There were 33 households, out of which 30.3% had children under the age of 18 living with them, 63.6% were married couples living together, 3.0% had a female householder with no husband present, and 30.3% were non-families. 27.3% of all households were made up of individuals, and 12.1% had someone living alone who was 65 years of age or older. The average household size was 2.39 and the average family size was 2.96.

In the city, the population was spread out, with 22.8% under the age of 18, 6.3% from 18 to 24, 25.3% from 25 to 44, 34.2% from 45 to 64, and 11.4% who were 65 years of age or older. The median age was 43 years. For every 100 females, there were 102.6 males. For every 100 females age 18 and over, there were 103.3 males.

The median income for a household in the city was $29,167, and the median income for a family was $33,125. Males had a median income of $28,542 versus $23,125 for females. The per capita income for the city was $14,167. There were 19.0% of families and 22.7% of the population living below the poverty line, including 38.1% of under eighteens and none of those over 64.

==Transportation==
Amtrak's Empire Builder, which operates between Seattle/Portland and Chicago, passes through the town on BNSF tracks, but makes no stop. The nearest station is located in Williston, 21 mi to the southwest.

==Education==
It is within the Nesson School District (Ray Public School).

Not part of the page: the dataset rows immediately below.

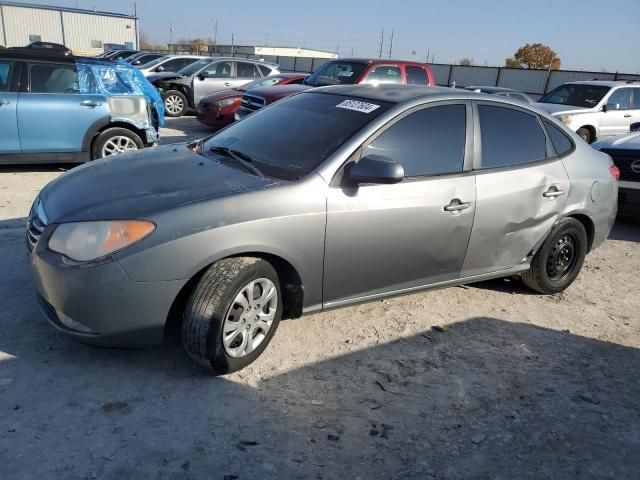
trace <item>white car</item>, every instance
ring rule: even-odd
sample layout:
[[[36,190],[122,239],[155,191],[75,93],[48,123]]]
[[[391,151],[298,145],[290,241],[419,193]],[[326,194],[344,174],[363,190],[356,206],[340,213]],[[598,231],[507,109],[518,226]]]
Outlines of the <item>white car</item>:
[[[166,55],[137,67],[145,77],[148,77],[153,73],[177,72],[203,58],[205,57],[202,55]]]
[[[560,85],[534,106],[546,110],[587,143],[629,133],[640,122],[640,83],[592,80]]]

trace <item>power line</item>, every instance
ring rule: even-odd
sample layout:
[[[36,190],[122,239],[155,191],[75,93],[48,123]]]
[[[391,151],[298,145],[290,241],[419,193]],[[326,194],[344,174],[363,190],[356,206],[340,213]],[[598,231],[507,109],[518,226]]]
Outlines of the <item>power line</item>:
[[[391,40],[389,41],[389,58],[391,58],[392,50],[393,50],[393,30],[391,30]]]

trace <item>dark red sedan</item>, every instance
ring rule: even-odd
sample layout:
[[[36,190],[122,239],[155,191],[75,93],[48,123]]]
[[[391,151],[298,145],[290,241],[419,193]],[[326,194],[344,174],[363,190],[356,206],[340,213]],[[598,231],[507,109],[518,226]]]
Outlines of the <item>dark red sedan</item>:
[[[274,85],[301,84],[305,77],[307,74],[304,73],[279,73],[259,78],[238,88],[230,88],[207,95],[198,104],[198,121],[216,129],[226,127],[233,122],[234,113],[240,107],[242,95],[247,90]]]

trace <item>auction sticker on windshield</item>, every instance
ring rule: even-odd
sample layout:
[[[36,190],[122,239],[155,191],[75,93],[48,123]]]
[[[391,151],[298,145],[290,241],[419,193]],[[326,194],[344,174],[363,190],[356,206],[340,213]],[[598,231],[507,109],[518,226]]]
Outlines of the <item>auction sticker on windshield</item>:
[[[380,105],[374,103],[360,102],[358,100],[345,100],[336,105],[336,108],[345,108],[347,110],[355,110],[356,112],[371,113]]]

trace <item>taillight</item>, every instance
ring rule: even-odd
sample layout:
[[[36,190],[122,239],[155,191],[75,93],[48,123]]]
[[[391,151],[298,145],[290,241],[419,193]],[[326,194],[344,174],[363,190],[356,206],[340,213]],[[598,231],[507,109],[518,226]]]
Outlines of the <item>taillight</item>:
[[[620,169],[615,165],[609,165],[609,173],[616,180],[620,180]]]

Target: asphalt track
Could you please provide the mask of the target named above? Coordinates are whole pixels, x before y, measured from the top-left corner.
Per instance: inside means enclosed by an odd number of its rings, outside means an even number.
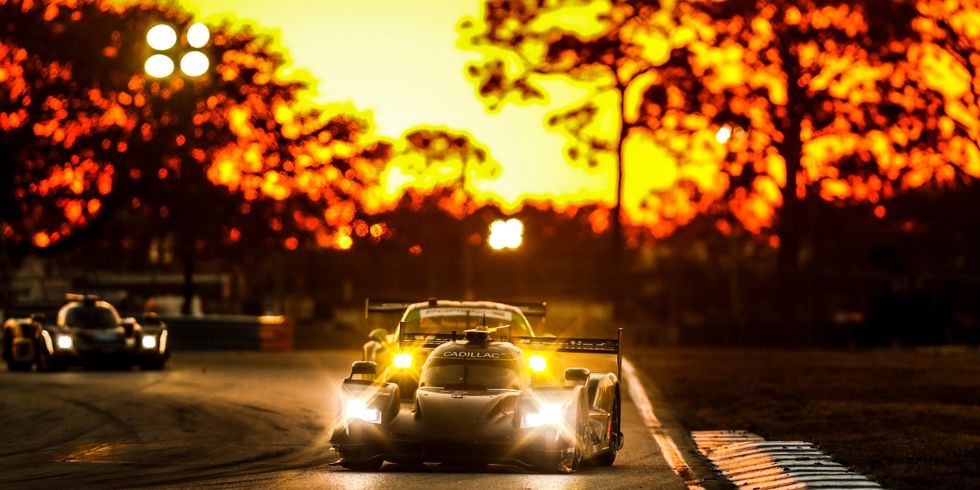
[[[611,468],[330,466],[338,385],[356,355],[180,353],[163,372],[0,371],[0,488],[686,488],[629,400]]]

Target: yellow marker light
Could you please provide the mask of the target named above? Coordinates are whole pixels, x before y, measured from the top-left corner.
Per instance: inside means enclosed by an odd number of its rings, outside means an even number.
[[[203,48],[210,39],[211,31],[208,30],[208,26],[200,22],[195,22],[187,29],[187,44],[192,48]]]
[[[155,54],[146,59],[143,69],[151,77],[163,78],[174,72],[174,60],[165,54]]]
[[[180,58],[180,71],[190,77],[199,77],[208,71],[211,62],[200,51],[191,51]]]
[[[58,336],[58,348],[59,349],[71,349],[72,344],[73,344],[73,342],[71,341],[71,337],[70,336],[68,336],[68,335],[59,335]]]
[[[157,338],[152,335],[147,335],[143,337],[143,348],[144,349],[156,349],[157,348]]]
[[[402,352],[395,356],[395,367],[398,369],[406,369],[412,366],[412,355],[407,352]]]
[[[544,359],[544,356],[539,354],[534,354],[527,359],[527,365],[531,368],[531,371],[540,373],[548,368],[548,361]]]
[[[146,44],[157,51],[165,51],[177,44],[177,31],[167,24],[157,24],[146,31]]]

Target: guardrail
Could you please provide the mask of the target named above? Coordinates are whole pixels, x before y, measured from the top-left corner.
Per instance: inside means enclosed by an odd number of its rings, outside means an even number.
[[[293,349],[295,323],[282,316],[164,315],[174,351]]]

In 1977, the Epping High School boys' basketball team earned its first-ever trip to the Class B State Tournament, by defeating Watford City in the Region 7 championship game. It was Epping's third victory over Watford City that year; earlier, in a regular season game. Epping defeated Watford City for the first time in school history.

At the State Tournament in Bismarck, the Eagles defeated Turtle Lake-Mercer and Wing, then lost to Hillsboro 56-52 in the Class B State championship game. At the time, Epping High had only 23 students, the smallest public high school in the state. Meanwhile, Hillsboro, with 210 students, was the largest Class B school in the state. Epping and its basketball team received nationwide publicity after the Eagles' success was reported by Paul Harvey on his popular syndicated radio program.

==Climate==
According to the Köppen Climate Classification system, Epping has a semi-arid climate, abbreviated "BSk" on climate maps.